The multi-talented writer, director, and actor George Clooney debuted his latest film, The Ides of March, on the big screen at this year's Venice Film Festival. Finally, the buzzed about political thriller has made its way across the mighty Atlantic ocean and into theatres everywhere in the United States. After continually catching a trailer that leaves much to the imagination, I was very eager to see the story behind the hype.
The Ides of March centers around the waning days of a democratic primary where only two horses remain, Governor Mike Morris (Clooney) and Senator Pullman. Morris' campaign team is lead by the veteran Paul Zara (Hoffman) and the up and coming Stephen Myers (Gosling), while Senator Pullman is following the advice of his constituent Tom Duffy (Giamatti). It's crunch time, and both sides are facing difficult moral and ethical decisions that could push their candidate over the top. However, when Stephen makes an impromptu decision to secretly meet with the opposition's top guy, Duffy, his campaign begin to fear his loyalty. The result is a tailspin of deceit and dirty politics that everyone must play in order to secure the election.
George Clooney's The Ides of March is a gripping ride that's over before you know it. The film is strongly backed by numerous aspects. First and foremost, the movie is brilliantly acted on all accounts. Ryan Gosling has been spectacular in films all year like Crazy Stupid Love and Drive, but this performance is undoubtedly his strongest. Furthermore, the remainder of the movie's award winning cast is also spot on. Clooney, Philip Seymour Hoffman, Paul Giamatti, and Marisa Tomei all shine in their two faced roles. Every main character exhibits a great amount of depth, and each actor and actress captures it perfectly.
In addition to its stellar acting, The Ides of March has a taut, well structured plot. The sequence of events flow naturally and there is never a moment for the audience to break away from the story. By all means the film is interesting, suspenseful, and direct. Clooney wastes no time getting his point across, and it makes for an enjoyable ride. But to top it all off, the film's closing scene is sure to send your brain in a tailspin.

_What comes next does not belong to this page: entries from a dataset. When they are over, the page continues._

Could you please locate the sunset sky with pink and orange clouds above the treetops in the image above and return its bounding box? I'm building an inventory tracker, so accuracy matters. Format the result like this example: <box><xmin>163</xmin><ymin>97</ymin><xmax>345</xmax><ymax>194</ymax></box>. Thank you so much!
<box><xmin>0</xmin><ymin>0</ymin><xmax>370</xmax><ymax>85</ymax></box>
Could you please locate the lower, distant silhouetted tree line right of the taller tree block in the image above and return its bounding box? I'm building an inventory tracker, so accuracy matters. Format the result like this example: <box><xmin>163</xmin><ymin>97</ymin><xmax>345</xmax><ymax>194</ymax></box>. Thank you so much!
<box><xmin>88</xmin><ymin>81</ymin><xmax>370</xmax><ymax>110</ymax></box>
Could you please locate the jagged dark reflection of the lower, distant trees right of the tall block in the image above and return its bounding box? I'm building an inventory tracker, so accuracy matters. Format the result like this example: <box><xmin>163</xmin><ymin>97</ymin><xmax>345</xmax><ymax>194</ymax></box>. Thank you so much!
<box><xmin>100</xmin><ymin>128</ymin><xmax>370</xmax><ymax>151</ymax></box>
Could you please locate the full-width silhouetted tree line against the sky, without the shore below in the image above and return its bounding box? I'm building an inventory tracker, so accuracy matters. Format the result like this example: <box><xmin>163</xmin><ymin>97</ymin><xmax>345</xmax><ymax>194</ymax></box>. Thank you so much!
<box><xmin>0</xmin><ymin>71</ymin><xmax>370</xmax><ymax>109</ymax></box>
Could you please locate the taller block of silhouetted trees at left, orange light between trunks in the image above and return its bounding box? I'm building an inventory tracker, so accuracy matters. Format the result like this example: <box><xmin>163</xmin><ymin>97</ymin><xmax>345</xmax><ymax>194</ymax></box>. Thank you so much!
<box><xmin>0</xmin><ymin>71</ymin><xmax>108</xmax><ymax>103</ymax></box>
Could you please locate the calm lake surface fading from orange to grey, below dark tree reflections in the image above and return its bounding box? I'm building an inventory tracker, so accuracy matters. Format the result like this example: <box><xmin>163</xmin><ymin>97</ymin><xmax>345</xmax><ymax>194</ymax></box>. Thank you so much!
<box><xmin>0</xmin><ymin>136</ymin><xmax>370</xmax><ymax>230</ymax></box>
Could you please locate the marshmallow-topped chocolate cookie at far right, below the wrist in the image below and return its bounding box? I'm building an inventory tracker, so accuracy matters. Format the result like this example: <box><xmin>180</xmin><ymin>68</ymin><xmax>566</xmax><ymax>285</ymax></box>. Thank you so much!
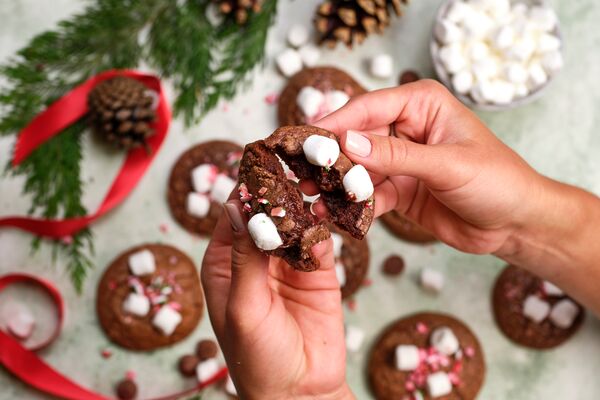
<box><xmin>492</xmin><ymin>265</ymin><xmax>585</xmax><ymax>349</ymax></box>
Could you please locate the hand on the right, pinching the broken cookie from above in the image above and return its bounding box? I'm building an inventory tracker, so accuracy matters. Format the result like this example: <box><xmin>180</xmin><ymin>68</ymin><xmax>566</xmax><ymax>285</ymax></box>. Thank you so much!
<box><xmin>314</xmin><ymin>80</ymin><xmax>542</xmax><ymax>253</ymax></box>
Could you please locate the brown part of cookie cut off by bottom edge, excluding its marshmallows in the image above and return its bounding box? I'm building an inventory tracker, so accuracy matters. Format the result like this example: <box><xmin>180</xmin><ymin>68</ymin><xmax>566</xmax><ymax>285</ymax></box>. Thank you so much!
<box><xmin>368</xmin><ymin>313</ymin><xmax>485</xmax><ymax>400</ymax></box>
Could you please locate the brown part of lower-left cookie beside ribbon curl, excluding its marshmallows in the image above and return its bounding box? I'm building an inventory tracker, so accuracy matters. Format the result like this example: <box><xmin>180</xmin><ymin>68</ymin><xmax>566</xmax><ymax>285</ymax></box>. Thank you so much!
<box><xmin>96</xmin><ymin>244</ymin><xmax>204</xmax><ymax>350</ymax></box>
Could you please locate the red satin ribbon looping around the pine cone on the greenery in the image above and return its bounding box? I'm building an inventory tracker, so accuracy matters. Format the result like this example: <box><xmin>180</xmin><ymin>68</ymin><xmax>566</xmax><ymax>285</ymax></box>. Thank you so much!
<box><xmin>0</xmin><ymin>70</ymin><xmax>171</xmax><ymax>238</ymax></box>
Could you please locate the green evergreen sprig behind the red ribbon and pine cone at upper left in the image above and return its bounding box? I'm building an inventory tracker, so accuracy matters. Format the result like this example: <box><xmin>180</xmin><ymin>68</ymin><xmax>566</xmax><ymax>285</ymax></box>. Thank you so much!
<box><xmin>0</xmin><ymin>0</ymin><xmax>277</xmax><ymax>291</ymax></box>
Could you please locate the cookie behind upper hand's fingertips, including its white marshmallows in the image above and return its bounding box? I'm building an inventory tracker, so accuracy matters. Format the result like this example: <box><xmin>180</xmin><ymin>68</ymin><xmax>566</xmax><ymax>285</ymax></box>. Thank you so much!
<box><xmin>277</xmin><ymin>67</ymin><xmax>366</xmax><ymax>126</ymax></box>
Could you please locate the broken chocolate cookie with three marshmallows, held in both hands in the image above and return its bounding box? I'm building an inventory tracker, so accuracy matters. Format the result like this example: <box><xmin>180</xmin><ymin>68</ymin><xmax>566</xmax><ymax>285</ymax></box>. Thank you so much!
<box><xmin>239</xmin><ymin>126</ymin><xmax>374</xmax><ymax>271</ymax></box>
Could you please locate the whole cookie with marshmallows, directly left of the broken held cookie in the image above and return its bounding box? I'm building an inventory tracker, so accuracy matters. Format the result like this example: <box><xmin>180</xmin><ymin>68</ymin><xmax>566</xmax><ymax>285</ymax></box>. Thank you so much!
<box><xmin>167</xmin><ymin>140</ymin><xmax>242</xmax><ymax>235</ymax></box>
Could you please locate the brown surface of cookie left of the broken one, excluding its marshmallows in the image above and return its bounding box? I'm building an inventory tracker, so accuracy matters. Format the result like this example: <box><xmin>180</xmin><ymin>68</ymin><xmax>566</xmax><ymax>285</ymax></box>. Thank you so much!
<box><xmin>167</xmin><ymin>140</ymin><xmax>242</xmax><ymax>235</ymax></box>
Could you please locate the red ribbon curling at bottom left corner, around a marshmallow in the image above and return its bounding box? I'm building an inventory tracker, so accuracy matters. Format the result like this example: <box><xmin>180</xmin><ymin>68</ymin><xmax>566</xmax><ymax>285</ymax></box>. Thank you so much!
<box><xmin>0</xmin><ymin>274</ymin><xmax>227</xmax><ymax>400</ymax></box>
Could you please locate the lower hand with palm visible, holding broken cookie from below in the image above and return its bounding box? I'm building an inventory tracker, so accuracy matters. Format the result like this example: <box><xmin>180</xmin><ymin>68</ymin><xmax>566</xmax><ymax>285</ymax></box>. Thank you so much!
<box><xmin>202</xmin><ymin>200</ymin><xmax>353</xmax><ymax>400</ymax></box>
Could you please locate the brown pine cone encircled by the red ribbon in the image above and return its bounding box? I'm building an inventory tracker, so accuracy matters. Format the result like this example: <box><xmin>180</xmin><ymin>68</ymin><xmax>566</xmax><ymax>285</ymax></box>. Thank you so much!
<box><xmin>88</xmin><ymin>76</ymin><xmax>155</xmax><ymax>149</ymax></box>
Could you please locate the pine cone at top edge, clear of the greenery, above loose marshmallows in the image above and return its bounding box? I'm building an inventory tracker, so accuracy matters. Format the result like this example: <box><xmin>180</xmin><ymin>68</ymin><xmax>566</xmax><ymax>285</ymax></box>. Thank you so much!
<box><xmin>315</xmin><ymin>0</ymin><xmax>408</xmax><ymax>48</ymax></box>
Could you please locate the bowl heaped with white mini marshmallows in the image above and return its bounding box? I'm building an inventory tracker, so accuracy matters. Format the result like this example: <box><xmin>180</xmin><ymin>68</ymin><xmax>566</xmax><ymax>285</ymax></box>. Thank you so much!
<box><xmin>430</xmin><ymin>0</ymin><xmax>563</xmax><ymax>111</ymax></box>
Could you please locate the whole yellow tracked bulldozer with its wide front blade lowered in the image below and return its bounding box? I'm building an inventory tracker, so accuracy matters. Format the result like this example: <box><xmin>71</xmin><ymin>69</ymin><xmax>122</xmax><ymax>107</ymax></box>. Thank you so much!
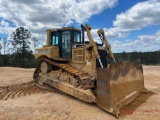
<box><xmin>33</xmin><ymin>24</ymin><xmax>146</xmax><ymax>117</ymax></box>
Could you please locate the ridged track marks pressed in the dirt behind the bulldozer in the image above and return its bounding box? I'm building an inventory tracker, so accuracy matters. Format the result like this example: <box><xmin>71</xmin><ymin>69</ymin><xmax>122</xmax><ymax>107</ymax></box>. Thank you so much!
<box><xmin>0</xmin><ymin>81</ymin><xmax>51</xmax><ymax>100</ymax></box>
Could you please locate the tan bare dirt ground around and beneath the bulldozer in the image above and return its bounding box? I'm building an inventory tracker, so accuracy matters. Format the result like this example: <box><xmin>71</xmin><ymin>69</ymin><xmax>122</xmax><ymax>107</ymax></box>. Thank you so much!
<box><xmin>0</xmin><ymin>66</ymin><xmax>160</xmax><ymax>120</ymax></box>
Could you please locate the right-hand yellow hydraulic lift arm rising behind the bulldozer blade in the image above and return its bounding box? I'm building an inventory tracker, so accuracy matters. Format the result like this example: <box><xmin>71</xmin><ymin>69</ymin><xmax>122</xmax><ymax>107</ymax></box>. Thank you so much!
<box><xmin>97</xmin><ymin>29</ymin><xmax>115</xmax><ymax>62</ymax></box>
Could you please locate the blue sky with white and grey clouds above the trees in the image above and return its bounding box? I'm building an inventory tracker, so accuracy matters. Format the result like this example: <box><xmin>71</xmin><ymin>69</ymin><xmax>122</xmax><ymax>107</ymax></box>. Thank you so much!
<box><xmin>0</xmin><ymin>0</ymin><xmax>160</xmax><ymax>53</ymax></box>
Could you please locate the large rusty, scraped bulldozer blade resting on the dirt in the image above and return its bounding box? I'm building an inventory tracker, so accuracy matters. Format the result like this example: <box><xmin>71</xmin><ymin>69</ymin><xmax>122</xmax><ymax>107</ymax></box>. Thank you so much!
<box><xmin>96</xmin><ymin>60</ymin><xmax>147</xmax><ymax>117</ymax></box>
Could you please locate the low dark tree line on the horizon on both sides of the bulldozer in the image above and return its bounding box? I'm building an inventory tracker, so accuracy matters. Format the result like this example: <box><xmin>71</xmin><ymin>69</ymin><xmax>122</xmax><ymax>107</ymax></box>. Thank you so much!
<box><xmin>0</xmin><ymin>51</ymin><xmax>160</xmax><ymax>68</ymax></box>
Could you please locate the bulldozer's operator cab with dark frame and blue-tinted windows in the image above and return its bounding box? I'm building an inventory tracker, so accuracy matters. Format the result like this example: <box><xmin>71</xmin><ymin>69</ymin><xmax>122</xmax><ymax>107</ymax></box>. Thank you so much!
<box><xmin>51</xmin><ymin>27</ymin><xmax>83</xmax><ymax>59</ymax></box>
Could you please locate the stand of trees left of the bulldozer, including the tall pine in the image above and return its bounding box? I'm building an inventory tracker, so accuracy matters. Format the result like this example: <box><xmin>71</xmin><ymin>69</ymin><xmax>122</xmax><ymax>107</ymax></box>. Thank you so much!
<box><xmin>0</xmin><ymin>27</ymin><xmax>38</xmax><ymax>68</ymax></box>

The only parts of The Ides of March that I can imagine irking viewers are the occasional remarks about the two real life political parties. If you're a die hard, over the top supporter of your political party, it's important to take the film's banter with a grain of salt. There's no need to get offended here.
The Ides of March proves to be a strong film with a strong cast. It's successful in its attempt to show the dirty inner workings of an obviously corrupt political system. I recommend taking a chance with Clooney's latest feature, it's one of 2011's finest offerings and certainly worth the price of admission.